Beatrice was silent. They exchanged a look in the gloom, and Crewe nodded, in confirmation of his announcement.

‘How much have you got?’ Miss. French inquired carelessly.

‘Not much. Most of the capital is here.’ He touched his forehead. ‘Same as with you.’

The young woman glanced at him again, and said in a lower voice:

‘You’d have had more by now, if—’

Crewe waited, puffing his cigar, but she did not finish.

‘Maybe,’ he replied impartially. ‘Maybe not.’

‘Don’t think I’m sorry,’ Beatrice hastened to add. ‘It was an idea, like any other.’

‘Not half a bad idea. But there were obstacles.’

After a pause, Beatrice inquired:

‘Do you still think the same about women with money?’

‘Just the same,’ Crewe replied at once, though with less than his usual directness; the question seemed to make him meditative. ‘Just the same. Every man looks at it in his own way, of course.

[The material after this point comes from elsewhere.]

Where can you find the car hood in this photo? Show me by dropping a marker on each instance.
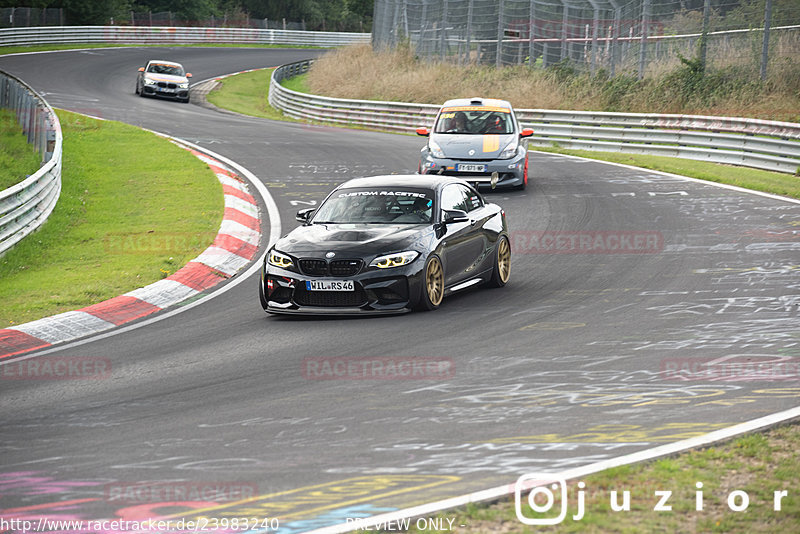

I’m not the sort of chap to knuckle under to my wife; and there isn’t one woman in a thousand, if she gave her husband a start, could help reminding him of it. It’s the wrong way about. Let women be as independent as they like as long as they’re not married. I never think the worse of them, whatever they do that’s honest. But a wife must play second fiddle, and think her husband a small god almighty—that’s my way of looking at the question.’

Beatrice laughed scornfully.

‘All right. We shall see.—When do you start business?’

‘This side Christmas. End of September, perhaps.’

‘You think to snatch a good deal from B. & F., I daresay?’

Crewe nodded and smiled.

‘Then you’ll look after this affair for me?’ said Beatrice, with a return to the tone of strict business.

‘Without loss of time. You shall be advised of progress. Of course I must debit you with exes.’

‘All right. Mind you charge for all the penny stamps.’

‘Every one—don’t you forget it.’

He stood up, tilted forward on his toes, and stretched himself.

‘I’ll be trotting homewards. It’ll be time for by-by when I get to Kennington.’